However, Forrester's groundbreaking work in the field of supply chain management is just one node in a fascinating research and academic career that spans six decades and continues today.
During World War II, Forrester and MIT colleague Gordon Brown -- Forrester's mentor -- developed servomechanisms for controlling military radar antennas and gun mounts.
After the war, the U.S. Navy commissioned them to design an aircraft flight simulator using analog computer technology. Instead, Forrester and Brown designed the Whirlwind digital computer for experimental development of military combat information systems -- which evolved into computers for NORAD's air-defense system and helped launch the modern computer revolution.

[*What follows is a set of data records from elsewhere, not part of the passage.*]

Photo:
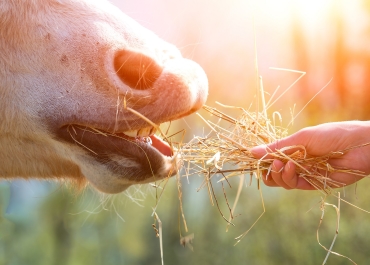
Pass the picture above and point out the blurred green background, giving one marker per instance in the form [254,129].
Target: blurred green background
[46,223]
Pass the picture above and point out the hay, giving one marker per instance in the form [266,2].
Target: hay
[226,150]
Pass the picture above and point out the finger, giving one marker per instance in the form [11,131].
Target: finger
[289,176]
[277,172]
[268,180]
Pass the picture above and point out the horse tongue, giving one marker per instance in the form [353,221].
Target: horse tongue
[161,146]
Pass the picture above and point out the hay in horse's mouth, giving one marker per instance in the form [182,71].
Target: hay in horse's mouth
[139,159]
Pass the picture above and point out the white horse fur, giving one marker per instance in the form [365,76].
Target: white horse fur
[68,69]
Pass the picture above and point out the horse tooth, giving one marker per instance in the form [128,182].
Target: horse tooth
[143,132]
[131,133]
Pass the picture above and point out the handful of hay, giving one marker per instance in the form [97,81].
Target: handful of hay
[226,151]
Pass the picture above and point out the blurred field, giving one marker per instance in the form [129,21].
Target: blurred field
[45,223]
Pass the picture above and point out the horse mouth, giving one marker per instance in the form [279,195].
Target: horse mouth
[139,156]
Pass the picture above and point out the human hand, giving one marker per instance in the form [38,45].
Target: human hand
[319,141]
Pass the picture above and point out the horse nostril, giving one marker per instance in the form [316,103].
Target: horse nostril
[136,70]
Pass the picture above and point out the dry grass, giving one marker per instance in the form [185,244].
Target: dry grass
[226,151]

Ultimately, though, Forrester sees his legacy as the creator of "system dynamics," a methodology that used computer simulation to analyze problems in complex social, managerial, economic or ecological systems.
Introduced in Forrester's book "Industrial Dynamics" in 1961, the methodology was born from his analysis of supply chain management practices at a General Electric plant in Kentucky.

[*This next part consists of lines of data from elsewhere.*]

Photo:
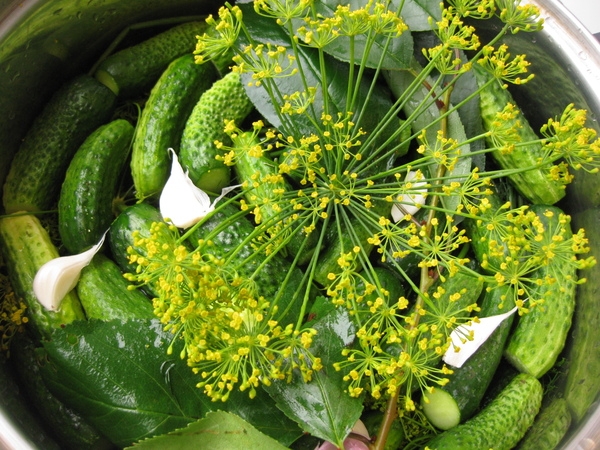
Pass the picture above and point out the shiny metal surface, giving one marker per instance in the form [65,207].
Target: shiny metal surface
[44,41]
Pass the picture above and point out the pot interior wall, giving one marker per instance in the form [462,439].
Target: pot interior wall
[44,42]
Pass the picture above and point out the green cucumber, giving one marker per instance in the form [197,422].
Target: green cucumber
[225,100]
[501,424]
[581,384]
[460,398]
[550,426]
[76,109]
[540,335]
[85,206]
[135,69]
[338,244]
[162,121]
[270,275]
[104,294]
[136,218]
[263,198]
[68,427]
[26,246]
[535,184]
[487,244]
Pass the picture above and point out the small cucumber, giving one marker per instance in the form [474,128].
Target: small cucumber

Decades later, system dynamics is being applied in economics, public policy, environmental studies, defense, theory-building in social science and other areas.
Forrester, now 93, devotes much of his time and energy to promoting system dynamics as a core curriculum for K-12 schools.
"I think that system dynamics and what we're doing in K-12 will far overshadow what we did in computers," Forrester says.
Consumer-driven innovation and consistent sustainable growth was the hallmark of Alan (A.G.) Lafley's leadership at Procter & Gamble Co.
Lafley served as president and CEO of Procter & Gamble from 2000 to 2009, capping a three-decade career with the company. At a time when P&G's results had been slipping, Lafley in the 2000s focused the company on core businesses and brands; faster-growing and higher-margin beauty, grooming and health care businesses; and winning in developing markets.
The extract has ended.